Migration in Latin America has come under the spotlight recently, after large numbers of Haitian migrants, many whom had been living in Brazil and Chile, formed an large impromptu border camp at the Mexican-U.S. border.
In the coastal city of Iquique, more than 1,400 kilometers (870 miles) north of Santiago, hundreds of migrants had settled in tents in a city square last week, while deciding their final destination, often the country’s capital.
“This is better than being in Venezuela. Venezuela you have your home and everything you want, but you don’t have means to feed your children, dress them, or give them a good education,” Wendy González, leader of a makeshift camp, said last week.
In an operation on Friday, local police carried out evictions on the square.

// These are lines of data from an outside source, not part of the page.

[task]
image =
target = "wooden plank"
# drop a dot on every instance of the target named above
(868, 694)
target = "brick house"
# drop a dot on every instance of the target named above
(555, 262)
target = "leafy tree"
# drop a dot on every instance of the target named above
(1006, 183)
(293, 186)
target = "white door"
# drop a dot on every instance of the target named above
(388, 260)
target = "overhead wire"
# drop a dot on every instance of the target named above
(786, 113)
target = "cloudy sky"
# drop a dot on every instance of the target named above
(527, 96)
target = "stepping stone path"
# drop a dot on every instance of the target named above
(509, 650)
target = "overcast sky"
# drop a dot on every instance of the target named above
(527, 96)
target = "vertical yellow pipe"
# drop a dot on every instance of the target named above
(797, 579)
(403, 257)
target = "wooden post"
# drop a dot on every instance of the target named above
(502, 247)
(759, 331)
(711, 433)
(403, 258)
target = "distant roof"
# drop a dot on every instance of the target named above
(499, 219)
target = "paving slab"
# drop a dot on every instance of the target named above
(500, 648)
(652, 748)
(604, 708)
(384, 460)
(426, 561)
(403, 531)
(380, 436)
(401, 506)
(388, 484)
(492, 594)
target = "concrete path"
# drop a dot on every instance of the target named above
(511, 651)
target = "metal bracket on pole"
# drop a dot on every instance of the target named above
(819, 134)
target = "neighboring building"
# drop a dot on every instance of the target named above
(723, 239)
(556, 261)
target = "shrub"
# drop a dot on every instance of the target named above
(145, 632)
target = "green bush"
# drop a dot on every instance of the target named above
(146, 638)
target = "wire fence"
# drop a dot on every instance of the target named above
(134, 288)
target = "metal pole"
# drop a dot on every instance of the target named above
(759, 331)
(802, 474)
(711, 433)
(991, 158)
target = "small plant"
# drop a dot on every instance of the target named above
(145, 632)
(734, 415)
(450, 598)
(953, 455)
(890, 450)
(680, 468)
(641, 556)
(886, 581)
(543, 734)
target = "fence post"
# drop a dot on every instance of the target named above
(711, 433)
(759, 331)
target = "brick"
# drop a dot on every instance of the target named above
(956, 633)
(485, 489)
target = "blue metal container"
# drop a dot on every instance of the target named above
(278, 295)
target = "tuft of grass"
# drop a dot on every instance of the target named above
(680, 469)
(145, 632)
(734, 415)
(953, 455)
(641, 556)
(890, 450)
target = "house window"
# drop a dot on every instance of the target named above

The Chilean government has been carrying out controversial expulsions of illegal immigrants in an attempt to discourage the arrival of new waves of families.
Juana Rodriguez, a Chilean resident in Iquique, said many locals felt anger over jobs and alleged that migrants to the country were simply asking for handouts.
The marches, mainly on Saturday, gathered an estimated 5,000 Chileans with placards reading “No more migrants.” Protesters demanded that authorities take measures to stop the entry of migrants across Chile’s northern border.
“With the march, yes, we were scared, very scared because we didn’t know what could happen,” said Nacary Mora, a Venezuelan migrant.